Eine "Vereinnahmung" von Menschen wie Martin Walser, Botho Strauß oder Bernd Rabehl – durch "rechts" oder "links" – muß mißlingen. Denn es geht hier nicht um politische Abweichung als solche, sondern um die pure Öffnung von bislang bestens verriegelten Türen und Fenstern, und um jenen frischen Luftzug, ohne den man erstickt.

Als der Dichter, Dramatiker und Filmregisseur Pier Paolo Pasolini sich in einem berühmten Gedicht aus dem Jahre 1968 von den linksradikalen Studenten distanzierte und mit den diesen gegenüberstehenden Polizisten solidarisierte – weil diese ja im Gegensatz zu den Intellektuellen Söhne von Arbeitern und Bauern waren –, machte ihn das eben noch lange nicht zum "Rechtsintellektuellen". Und obwohl er die 68er Revolte als "Modernisierungsschub in Richtung Konsumgesellschaft" kritisierte, der vornationalen und frühindustriellen Welt nachtrauerte und nicht einmal davor zurückschreckte, Italien während des Faschismus als "wunderbares Land" zu bezeichnen, blieb er sein ganzes Leben inmitten des linken Diskurses.

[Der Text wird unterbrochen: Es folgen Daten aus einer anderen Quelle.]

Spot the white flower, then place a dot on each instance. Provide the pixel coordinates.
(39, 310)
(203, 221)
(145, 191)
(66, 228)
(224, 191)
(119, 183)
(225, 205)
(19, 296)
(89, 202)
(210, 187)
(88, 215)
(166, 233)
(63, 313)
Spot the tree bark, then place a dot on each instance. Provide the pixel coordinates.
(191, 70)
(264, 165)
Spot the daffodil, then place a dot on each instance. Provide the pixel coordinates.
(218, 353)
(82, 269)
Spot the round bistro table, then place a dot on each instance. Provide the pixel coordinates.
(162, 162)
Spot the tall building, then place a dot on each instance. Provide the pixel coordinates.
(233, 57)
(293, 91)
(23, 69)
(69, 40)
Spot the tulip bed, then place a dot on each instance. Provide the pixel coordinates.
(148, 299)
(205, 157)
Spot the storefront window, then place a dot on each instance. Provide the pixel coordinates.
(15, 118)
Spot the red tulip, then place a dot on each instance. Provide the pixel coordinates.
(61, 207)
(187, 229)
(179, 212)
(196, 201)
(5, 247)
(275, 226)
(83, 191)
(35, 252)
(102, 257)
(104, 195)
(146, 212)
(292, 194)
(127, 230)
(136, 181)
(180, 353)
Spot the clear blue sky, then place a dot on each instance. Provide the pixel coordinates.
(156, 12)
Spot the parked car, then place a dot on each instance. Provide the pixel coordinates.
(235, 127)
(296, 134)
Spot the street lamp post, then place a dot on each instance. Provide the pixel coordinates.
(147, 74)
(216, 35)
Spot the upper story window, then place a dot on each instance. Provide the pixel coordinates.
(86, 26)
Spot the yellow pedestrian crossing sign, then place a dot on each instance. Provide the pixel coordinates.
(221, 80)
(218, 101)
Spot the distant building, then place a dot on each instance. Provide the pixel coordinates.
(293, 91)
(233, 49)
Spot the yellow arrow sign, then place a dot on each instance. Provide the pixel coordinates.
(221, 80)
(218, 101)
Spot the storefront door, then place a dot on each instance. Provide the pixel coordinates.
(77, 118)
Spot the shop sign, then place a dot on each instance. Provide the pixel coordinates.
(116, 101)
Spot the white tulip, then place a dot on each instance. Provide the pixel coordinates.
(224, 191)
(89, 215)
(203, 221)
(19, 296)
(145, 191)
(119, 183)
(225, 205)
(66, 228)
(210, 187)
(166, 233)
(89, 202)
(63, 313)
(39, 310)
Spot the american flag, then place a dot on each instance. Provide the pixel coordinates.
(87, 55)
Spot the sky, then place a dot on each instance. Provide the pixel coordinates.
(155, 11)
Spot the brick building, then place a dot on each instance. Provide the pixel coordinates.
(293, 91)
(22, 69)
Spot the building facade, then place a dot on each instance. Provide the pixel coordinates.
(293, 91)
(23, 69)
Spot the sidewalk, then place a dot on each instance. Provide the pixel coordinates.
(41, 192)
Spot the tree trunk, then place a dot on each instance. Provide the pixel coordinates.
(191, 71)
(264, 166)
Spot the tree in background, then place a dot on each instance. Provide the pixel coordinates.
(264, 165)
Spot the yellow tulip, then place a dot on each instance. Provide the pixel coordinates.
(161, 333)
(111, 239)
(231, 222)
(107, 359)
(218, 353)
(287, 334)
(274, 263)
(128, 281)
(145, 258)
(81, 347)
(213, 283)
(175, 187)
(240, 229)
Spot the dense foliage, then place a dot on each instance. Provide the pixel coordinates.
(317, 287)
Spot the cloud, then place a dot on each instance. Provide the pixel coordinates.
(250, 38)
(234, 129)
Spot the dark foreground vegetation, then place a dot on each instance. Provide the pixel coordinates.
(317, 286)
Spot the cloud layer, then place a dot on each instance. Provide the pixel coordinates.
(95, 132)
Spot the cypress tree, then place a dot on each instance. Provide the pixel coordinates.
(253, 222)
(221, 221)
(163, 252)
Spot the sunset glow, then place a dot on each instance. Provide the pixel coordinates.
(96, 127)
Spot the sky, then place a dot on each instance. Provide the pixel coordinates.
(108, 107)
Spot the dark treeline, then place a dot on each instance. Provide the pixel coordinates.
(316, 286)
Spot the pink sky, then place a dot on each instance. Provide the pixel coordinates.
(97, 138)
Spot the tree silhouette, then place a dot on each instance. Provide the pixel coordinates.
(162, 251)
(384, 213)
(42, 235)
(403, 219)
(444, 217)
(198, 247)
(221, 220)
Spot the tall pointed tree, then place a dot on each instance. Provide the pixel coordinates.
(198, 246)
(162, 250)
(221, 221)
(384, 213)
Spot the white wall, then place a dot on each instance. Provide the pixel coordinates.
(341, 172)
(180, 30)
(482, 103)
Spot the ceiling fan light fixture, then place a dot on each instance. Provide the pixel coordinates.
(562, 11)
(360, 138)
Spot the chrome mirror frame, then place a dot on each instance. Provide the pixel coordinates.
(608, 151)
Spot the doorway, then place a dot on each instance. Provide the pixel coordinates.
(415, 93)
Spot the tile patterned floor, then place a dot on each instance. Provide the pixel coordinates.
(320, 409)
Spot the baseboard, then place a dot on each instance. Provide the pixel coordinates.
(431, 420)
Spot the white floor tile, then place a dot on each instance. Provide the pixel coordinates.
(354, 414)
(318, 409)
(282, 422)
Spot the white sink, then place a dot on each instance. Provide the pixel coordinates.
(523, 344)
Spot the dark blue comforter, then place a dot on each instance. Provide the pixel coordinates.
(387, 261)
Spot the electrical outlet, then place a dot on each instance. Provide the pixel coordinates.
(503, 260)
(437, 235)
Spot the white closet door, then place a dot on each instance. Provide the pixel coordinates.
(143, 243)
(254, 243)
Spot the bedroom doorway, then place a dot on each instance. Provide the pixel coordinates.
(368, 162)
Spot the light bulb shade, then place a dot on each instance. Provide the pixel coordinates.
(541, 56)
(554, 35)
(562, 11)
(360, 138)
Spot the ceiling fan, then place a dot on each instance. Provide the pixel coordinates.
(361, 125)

Ob Paradigmenwechsel oder Grenzüberschreitungen – die Debatte über die deutsche Identität wird weitergehen. Denn nichts wird im Zeitalter des Fortschritts ernster genommen als die Auslotung des Randes der eigenen Existenz. Ob diese Haltung ausreicht, um die Kraft der Nation andauern zu lassen, wird abzuwarten sein.